“But am I still me, Marmee?” Beth asks, over and over, a subroutine that has become as much a part of her functioning as the ones which allow her to think and communicate.
Marmee says yes, yes, of course, with eyes clear and voice as soothing as the purr of Beth's beloved cats. She swears she knows her sweet Beth forever and always, and tells her how glad and grateful she is to have all her girls with her on this journey to their new home, until the face in the monitor loses its worry lines and her daughter's shy smile reappears.
And oh, she is glad and grateful. When Mr. Laurence approached her and offered to complete the project begun in memory of his own lost granddaughter, to exchange Beth's failing flesh-and-blood frame for one of wire and code, she did not hesitate. As her Jo would say (and did, when informed of the plan), better to fight heroically to the last than stand by and do nothing while their dear one slipped away.
In some respects, she thinks, the transformation has almost been a blessing. Back on Earth, when her sisters excitedly pressed for updates on when the government might allow civilian emigration to Pax, Beth would grow even quieter than usual. Leaving sooner might have preserved her physically, but after the girls were asleep, Marmee and Father would whisper their concerns back and forth about what the move would mean for their most emotionally fragile child.
Now, the boundaries of Beth's little world have expanded without her ever needing to step outside it. She knows that even the greatest and most seemingly terrible of changes can be borne.

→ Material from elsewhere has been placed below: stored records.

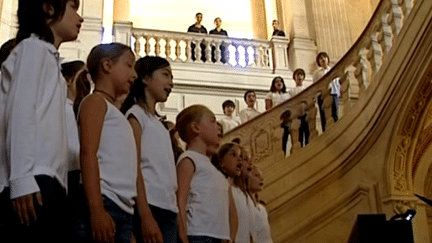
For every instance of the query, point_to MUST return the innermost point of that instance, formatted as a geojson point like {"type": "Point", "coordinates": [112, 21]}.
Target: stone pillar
{"type": "Point", "coordinates": [90, 34]}
{"type": "Point", "coordinates": [121, 10]}
{"type": "Point", "coordinates": [302, 49]}
{"type": "Point", "coordinates": [259, 27]}
{"type": "Point", "coordinates": [123, 32]}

Just in time, too. For as much as Marmee cherishes her girls' closeness, she suspects their reunion with Father after landfall will be short-lived. Meg and her handsome young colleague will establish a homestead with children of their own to teach. Jo, heedless of Laurie's inevitable distress, will take up her pilot dreams and fly away, with no telling where or whether she will settle. And Amy, who even now bemoans the delay in fashion news from Earth, is just as likely to conclude a dying civilization is better than none as she is to embrace the romance of pioneer life. Their departures will not seem such a blow to a Beth who can truly be with them with just a keystroke, as fast as the speed of light will allow.
But still, some nights, when the ship is in one of its power-conserving cycles, Marmee shuts the door to her private quarters and switches off the sensors for a moment. She wraps her arms around herself, holding in the fading memory of a particular embrace. And then, silently, she begins to cry.